Rapamycin increased mouse lifespan by 13% on average, but this relative measure of treatment effect does not provide the complete story and alternative metrics may be more informative from a preventative medicine standpoint [6]. In particular, the age-specific absolute survivorship increase may be a more informative measure of treatment effect, since this value is reciprocally related to the number of individuals requiring treatment to yield one additional survivor at a given age (i.e., number needed to treat, NNT). The above-mentioned meta-analysis of 29 experiments estimated a minimal NNT value of 3.10 (95% CI: 2.75–3.55), with the minimum NNT meta-estimate occurring at the 67th percentile survival time and NNT increasing precipitously at later ages (Figure 1A). Among the 29 experiments, the minimum NNT always occurred prior to the 90th percentile survival time (range: 21st – 86th percentile), reflecting diminution of absolute risk reduction with increasing age (Figure 1B) [6]. In some ways, these patterns challenge the focus of many aging researchers on maximum lifespan extension, instead suggesting that the greatest benefits of preventative rapamycin treatment may be to generate more “rectangular” survival curves by preventing early death, thereby promoting survival to late ages. Numerous factors complicate comparisons between mouse and human NNT estimates, but to provide perspective and context, it can be noted that the rapamycin NNT meta-estimate of 3.10 compares favorably to preventative treatments now used routinely – for example, an NNT of 83 was calculated for mortality prevention by HMG-CoA reductase inhibitors (“statins”) in those with heart disease [7].

Figure 1. Number needed to treat (NNT) estimates from rapamycin-treated mouse cohorts.

(A) NNT meta-estimates across lifespan quantiles (n = 29 survivorship experiments). Survival times in each experiment were converted to quantiles to permit integration across experiments. Absolute risk reductions (ARR) were calculated with respect to each lifespan quantile in each experiment, and then ARR estimates were integrated across studies using a random effects meta-analysis model [6]. The grey region denotes the 95% confidence interval associated with the NNT meta-estimate (black line). (B) Lifespan quantile associated with the minimum NNT estimate in each of 29 experiments. Horizontal axis labels are consistent with those used by Swindell [6].
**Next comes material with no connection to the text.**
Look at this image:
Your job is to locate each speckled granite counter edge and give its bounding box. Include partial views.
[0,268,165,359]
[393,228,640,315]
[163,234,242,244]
Mouse longevity experiments are challenging to perform, expensive, and time-consuming. While survival trends alone do not necessarily provide insights into healthspan, longevity studies will likely continue to be influential within the aging research community. A literature search, for example, reveals that fewer than 10 published papers per year were related to the topic “rapamycin and aging” between 1975 and 2008; however, from 2009 to 2016, approximately 180 papers per year related to this topic (Web of Science database). This 18-fold expansion of research effort attests to the influence of mouse longevity studies. Accordingly, meta-analysis of mouse longevity data is necessary to ensure that research efforts are guided by the most robust conclusions possible [5, 6]. Basic trends from mouse survival data can often be discerned from descriptive analyses alone, but more nuanced conclusions can be obtained through alternative analysis methods yielding both relative and absolute treatment effect measures [6]. Most basic aging research has emphasized relative measures (e.g., hazard ratios), but absolute measures such as NNT may provide a more natural fit within the preventative medicine paradigm. Along these lines, NNT estimates from mouse longevity studies strengthen rapamycin's case as a candidate preventative therapy, although integration with adverse event frequency data will ultimately be needed to fully delineate the cost-benefit profile.